Industry is a town in Austin County, Texas, United States, at the junction of State Highway 159 (SH 159) and Farm to Market Road 109 (FM 109). The population was 268 at the 2020 census. Industry was the first permanent German settlement in Texas. Friedrich Ernst, Industry's founder, settled here in 1831 and gained Industry the title "Cradle of German Settlement in Texas" (see German Texan).
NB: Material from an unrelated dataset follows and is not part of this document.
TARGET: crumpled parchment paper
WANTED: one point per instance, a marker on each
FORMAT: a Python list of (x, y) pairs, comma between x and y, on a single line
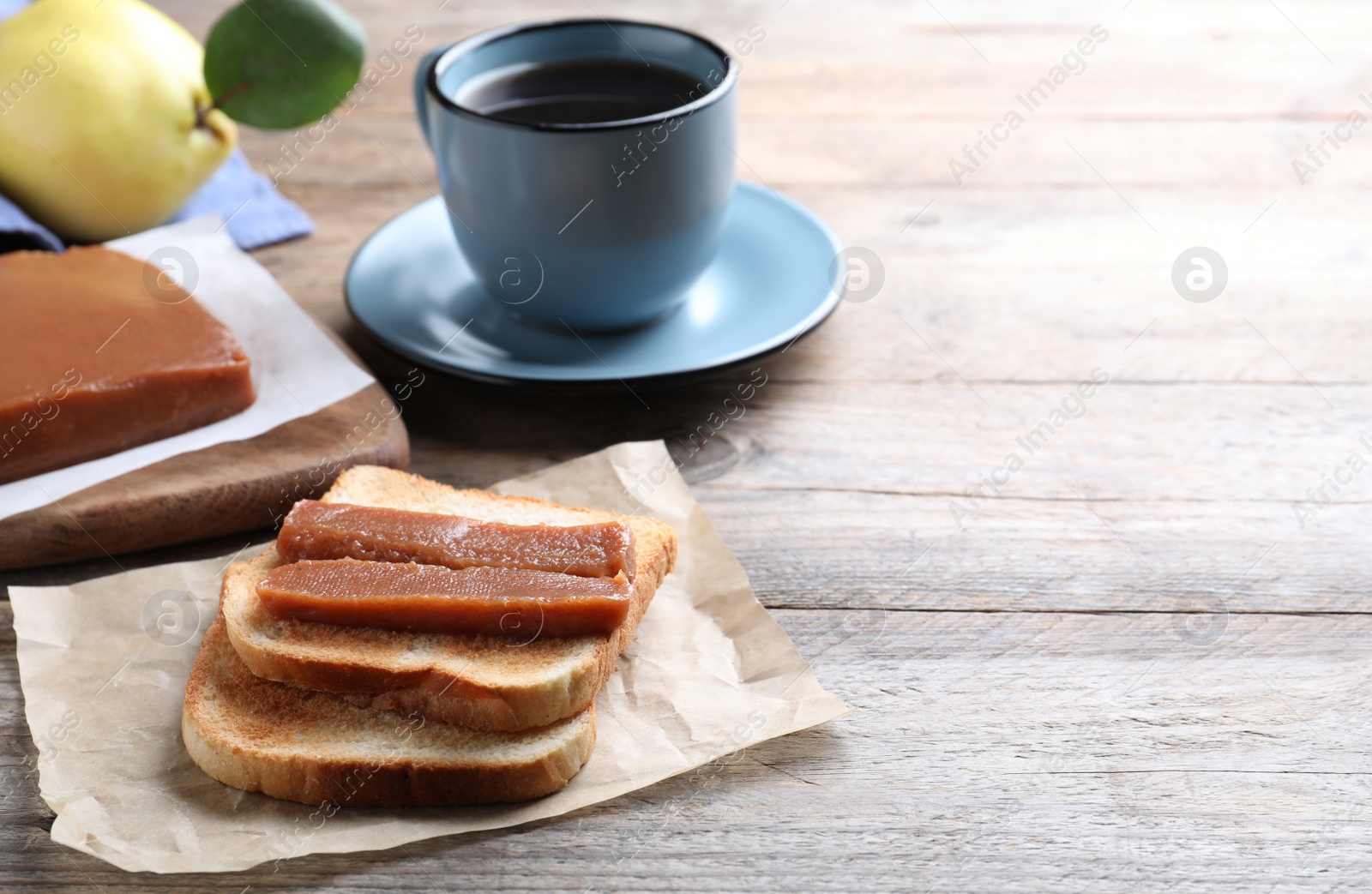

The community was so named on account of the industrious character of the first settlers.

==Geography==

Industry is located at (29.967368, –96.497089) at the intersection of east-west running SH 159 and FM 109 which goes north and south. The county seat at Bellville is 15.6 mi east-southeast on SH 159 while Fayetteville is 12.6 mi west-southwest on the same highway. New Ulm is 5.8 mi to the south on FM 109, while a trip 13.3 mi to the north and northeast on the same road will take one to State Highway 36 in Brenham. West End Elementary School is within the city limits.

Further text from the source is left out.